Now, back to the U.S. Marshals' highly idiotic move. Yeah, that was pretty stupid of you, we're not gonna lie, but we've all been there before. It's a button that should come with an "Are You Sure?" message notification that forces you to confirm your decision to reply all. Just to prove how easy it is to make the dreaded reply-all mistake, we've rounded up some of the most epic reply-all fails of all time. So don't feel too bad, government.

NYU Student Reply-All Fail

In what has been dubbed "Reply-Allpocalypse 2012," "The Day NYU Broke," and "Will Everyone Please Just Shut Up," an NYU sophomore accidentally replied all to an email sent to 39,979 students reminding them to fill out tax forms.

What followed was pure chaos. When the students realized that any one of them can reply all, one by one they started to flood the thread with Nicolas Cage pictures and poignantly pointless questions like "Would you rather fight 100 duck-sized horses or one horse-sized duck?" and "Does anybody want to be my friend?"

Microsoft Exec Reply-All Fail

How many of us have aunts or uncles who have unwittingly committed the reply-all crime when they were just trying to participate? Well this middle-aged white Microsoft exec is probably someone's uncle. When the company's CEO sent a company-wide announcement that he was retiring, Managing Director and Founder of Microsoft Research Roy Levin replied all, like a boss. It could have been a lot worse, though; thankfully, his response was brief and vague.

Brown University Reply-All Fail

Last June, following NYU's legendary reply-all fiasco, Brown saw its own reply-all fail. An errant bulletin from the University Scheduling Office was sent to the school's entire alumni network.

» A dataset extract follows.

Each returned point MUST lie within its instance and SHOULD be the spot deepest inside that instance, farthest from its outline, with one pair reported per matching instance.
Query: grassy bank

While most of the alumni sent the usual "Please stop replying all" and "Take me off this list" responses, some took advantage of having access to thousands of people and used them as sounding boards. One person asked, "Does anybody know a nice restaurant in the Virginia area? Driving through with my cat and two birds this evening and like Italian food." The conclusion is that NYU students seem more fun than Brown students.